Elle plongea dans ses yeux son regard… Elle mit dans ce regard sa toute-puissance de courtisane. Elle le chargea de la promesse de mille joies infernales…
Mais Lawrence ne la voyait pas. Il ne voyait, par-dessus son épaule, que le cadavre de son fils.
– Lawrence! Lawrence! cria-t-elle.
Elle l’appela très haut et très fort, comme s’il avait été très loin.
Alors il dit:
– C’est assez!
Et, tandis qu’il la prenait, d’un geste de barbare, aux cheveux, son autre main lui appliqua sur la tempe le canon du revolver. Elle se rua en arrière.

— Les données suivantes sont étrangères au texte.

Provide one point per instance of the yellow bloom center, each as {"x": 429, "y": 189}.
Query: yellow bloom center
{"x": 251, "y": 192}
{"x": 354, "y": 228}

Il la ramena férocement à lui.
– Meurs, chienne! cria-t-il.
Il tira.
Le corps de Diane eut un long frisson…
Elle ne ferait plus souffrir les hommes…
Les gestes de Lawrence étaient en quelque sorte automatiques… Il semblait accomplir des gestes fatals où sa volonté n’avait plus rien à faire.
Puis, il fut debout, porta le revolver à son front. Il tira.
Mais entre le moment précis où il appliquait son arme sur sa tempe et celui, qui le suivit presque immédiatement, où il tira, il put voir, dans le cadre de la porte de la chambre, la silhouette sombre d’un homme…
La silhouette, qu’il connaissait bien, de l’Homme de la nuit…
L’Homme de la nuit s’avança vers Lawrence. Mais le coup de feu avait retenti.
Et Lawrence était tombé à la renverse, sur le lit.
Sa tempe laissait échapper quelques rares gouttelettes de sang.